\begin{enumerate}
  \item A random sample of 75 packets of seeds is selected from a production line. Each packet contains 12 seeds. The seeds are planted and the number of seeds that germinate from each packet is recorded. The results are as follows.
\end{enumerate}

\begin{center}
\begin{tabular}{ | l | c | c | c | c | c | c | c | }
\hline
\begin{tabular}{ l }
Number of seeds that \\
germinate from each packet \\
\end{tabular} & \begin{tabular}{ c }
6 or \\
fewer \\
\end{tabular} & 7 & 8 & 9 & 10 & 11 & 12 \\
\hline
Number of packets & 0 & 3 & 5 & 18 & 28 & 17 & 4 \\
\hline
\end{tabular}
\end{center}

(a) Show that the probability of a randomly selected seed from this sample germinating is 0.82

A gardener suggests that a binomial distribution can be used to model the number of seeds that germinate from a packet of 12 seeds.

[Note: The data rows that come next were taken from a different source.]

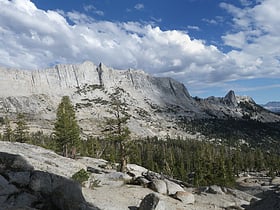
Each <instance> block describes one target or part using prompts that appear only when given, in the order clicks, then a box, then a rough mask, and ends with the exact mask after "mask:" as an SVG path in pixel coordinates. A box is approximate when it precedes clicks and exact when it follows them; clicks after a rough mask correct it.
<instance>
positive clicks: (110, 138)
mask: <svg viewBox="0 0 280 210" xmlns="http://www.w3.org/2000/svg"><path fill="white" fill-rule="evenodd" d="M122 93H124V90H123V89H121V88H119V87H117V88H116V90H115V92H114V93H112V94H111V95H110V99H111V102H110V109H109V110H108V112H109V113H110V114H111V115H112V116H113V117H112V118H108V119H107V120H106V129H105V133H106V135H107V138H108V139H109V140H111V141H113V142H115V143H117V144H118V146H119V157H120V171H121V172H124V171H125V170H126V164H127V159H128V153H129V143H130V142H129V141H130V130H129V129H128V127H127V125H126V124H127V121H128V120H129V118H130V115H129V114H128V112H127V111H128V110H127V104H126V103H125V101H124V100H122V99H121V95H122Z"/></svg>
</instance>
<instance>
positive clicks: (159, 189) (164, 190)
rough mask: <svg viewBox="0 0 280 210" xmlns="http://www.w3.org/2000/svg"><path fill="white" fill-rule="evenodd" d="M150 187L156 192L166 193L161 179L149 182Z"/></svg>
mask: <svg viewBox="0 0 280 210" xmlns="http://www.w3.org/2000/svg"><path fill="white" fill-rule="evenodd" d="M150 188H151V189H152V190H154V191H156V192H158V193H161V194H164V195H166V194H167V186H166V182H165V181H164V180H161V179H155V180H153V181H152V182H151V184H150Z"/></svg>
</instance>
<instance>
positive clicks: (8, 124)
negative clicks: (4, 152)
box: [3, 116, 13, 141]
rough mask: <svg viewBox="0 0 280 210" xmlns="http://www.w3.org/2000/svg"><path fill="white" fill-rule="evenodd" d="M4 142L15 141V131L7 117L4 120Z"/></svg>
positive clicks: (5, 117) (9, 119)
mask: <svg viewBox="0 0 280 210" xmlns="http://www.w3.org/2000/svg"><path fill="white" fill-rule="evenodd" d="M3 140H4V141H13V130H12V128H11V123H10V119H9V118H8V117H7V116H5V118H4V133H3Z"/></svg>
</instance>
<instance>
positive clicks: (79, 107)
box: [0, 62, 280, 136]
mask: <svg viewBox="0 0 280 210" xmlns="http://www.w3.org/2000/svg"><path fill="white" fill-rule="evenodd" d="M116 88H119V89H121V90H122V91H121V98H122V99H123V100H124V101H125V102H126V104H127V109H128V112H129V113H130V114H131V116H132V117H131V119H130V121H129V125H128V126H129V127H130V129H131V131H132V133H133V134H134V135H137V136H155V135H157V136H166V135H167V134H168V135H171V136H178V135H179V136H184V135H186V133H188V132H186V131H185V130H184V129H181V128H180V127H179V126H178V122H181V121H182V120H187V121H191V120H196V119H231V118H236V119H253V120H257V121H260V122H278V121H280V117H279V116H277V115H275V114H273V113H271V112H269V111H267V110H265V109H263V108H262V107H260V106H258V105H257V104H255V102H254V101H253V100H252V99H251V98H249V97H240V96H235V94H234V92H233V91H230V92H229V93H228V94H227V95H226V96H225V97H220V98H217V97H209V98H207V99H200V98H193V97H191V96H190V94H189V93H188V91H187V89H186V88H185V86H184V85H183V84H181V83H179V82H177V81H175V80H173V79H171V78H158V77H153V76H151V75H148V74H146V73H145V72H143V71H139V70H130V69H129V70H114V69H112V68H108V67H106V66H105V65H103V64H100V65H98V66H96V65H95V64H93V63H91V62H84V63H82V64H80V65H57V66H55V67H53V68H49V69H44V70H36V71H26V70H25V71H24V70H17V69H7V68H0V114H1V115H0V116H2V117H4V116H5V115H12V116H13V117H15V115H16V113H25V114H26V115H27V116H28V120H29V122H30V126H31V128H32V129H34V130H38V129H40V130H41V129H45V130H50V129H52V123H53V121H54V120H55V113H56V107H57V106H58V104H59V102H60V99H61V97H62V96H64V95H68V96H70V98H71V100H72V102H73V104H74V105H75V108H76V110H77V117H78V120H79V124H80V125H81V127H82V128H83V133H84V134H91V135H99V134H100V128H101V127H102V122H103V121H104V118H105V117H110V113H109V112H108V111H107V110H108V109H109V107H110V95H111V94H112V93H114V91H115V90H116Z"/></svg>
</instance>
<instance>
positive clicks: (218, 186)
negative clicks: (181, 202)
mask: <svg viewBox="0 0 280 210" xmlns="http://www.w3.org/2000/svg"><path fill="white" fill-rule="evenodd" d="M206 192H207V193H211V194H220V195H223V194H225V193H224V191H223V189H222V188H221V187H220V186H217V185H212V186H209V188H208V189H207V190H206Z"/></svg>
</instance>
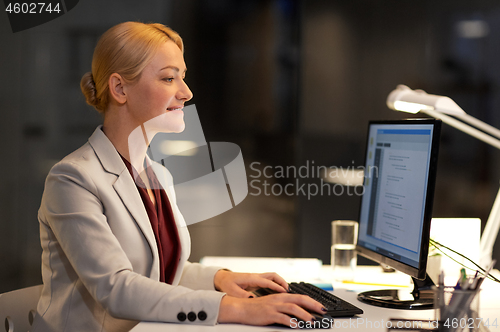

She uses a binomial distribution with the estimated probability 0.82 of a seed germinating. Some of the calculated expected frequencies are shown in the table below.

\begin{center}
\begin{tabular}{ | l | c | c | c | c | c | c | c | }
\hline
\begin{tabular}{ l }
Number of seeds that \\
germinate from each packet \\
\end{tabular} & \begin{tabular}{ c }
6 or \\
fewer \\
\end{tabular} & 7 & 8 & 9 & 10 & 11 & 12 \\
\hline
Expected frequency & $s$ & 2.80 & 7.97 & $r$ & 22.04 & 18.26 & 6.93 \\
\hline
\end{tabular}
\end{center}

(b) Calculate the value of $r$ and the value of $s$, giving your answers correct to 2 decimal places.\\
(c) Test, at the $10 \%$ level of significance, whether or not these data suggest that the binomial distribution is a suitable model for the number of seeds that germinate from a packet of 12 seeds. State your hypotheses clearly and show your working.

\hfill \mbox{\textit{Edexcel S3 2018 Q2 [12]}}